Cool Hand Luke
- First edition (publ. Scribner)
- Author: Donn Pearce
- Publisher: Charles Scribner's Sons
- Publication date: January 1, 1965

= Cool Hand Luke (novel) =

1965 novel by Donn Pearce

Cool Hand Luke is a novel by Donn Pearce published in 1965. It was adapted into the 1967 Oscar-winning film Cool Hand Luke.

The story is told in a first-person narrative from the perspective of a convict in a central Florida prison. He works on a chain gang maintaining the berms of highways. He recounts the story of a "legendary" fellow inmate whose nickname is Cool Hand Luke.
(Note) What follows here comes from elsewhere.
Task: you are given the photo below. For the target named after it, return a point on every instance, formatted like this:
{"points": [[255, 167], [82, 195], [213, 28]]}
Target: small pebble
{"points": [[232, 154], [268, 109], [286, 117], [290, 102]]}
The novel is based on Pearce's personal experiences while incarcerated with a Florida prison road gang.

==History==
Donn Pearce was arrested for burglary and served two years at Raiford State Prison in central Florida, from 1949 to 1951, working hard labor on a road gang. At night, he began writing about the incidents he witnessed or heard. He also began reading such books as Faulkner's Sanctuary. According to Pearce, about a third of Cool Hand Luke is his own story, a third is based on the stories he heard while doing time at Raiford, and another third is pure fiction. In 1959, after gaining freedom, Pearce broke a leg in a motorcycle crash and, with free time available, began writing the novel, based on his prison notes and memories. After writing the first draft, he re-wrote it five times over a six-year period. He had trouble finding a publisher, until Fawcett Books finally agreed to publish the novel as a 'paperback original', paying Pearce $2,500. Scribners then published it as a hardback.

==Style==
The prose style is unusual in that although there is dialogue, and all quotes are indented paragraphs, they are not encased in quotation marks.

The most oft-repeated quote from the film, "What we've got here is failure to communicate", never appeared in the novel. Pearce said the guards were "100% redneck", without multi-syllable vocabularies, who would never have said such an intellectually astute phrase."

==Reviews==
A contemporary review in Kirkus Reviews called it "a kind of classic small tall story (in latrine language)".

==Adaptations==
The novel was adapted to film in 1967, based on a screenplay by Pearce. It was nominated for an Academy Award for Best Adapted Screenplay.

Stage and screen actor Mark Hammer performed an audiobook rendition in 1991 for Recorded Books.

A stage adaption by Emma Reeves produced by Andrew Loudon and starring Marc Warren and Richard Brake, based on the novel, not the film, premiered at Aldwych Theatre in London in 2011.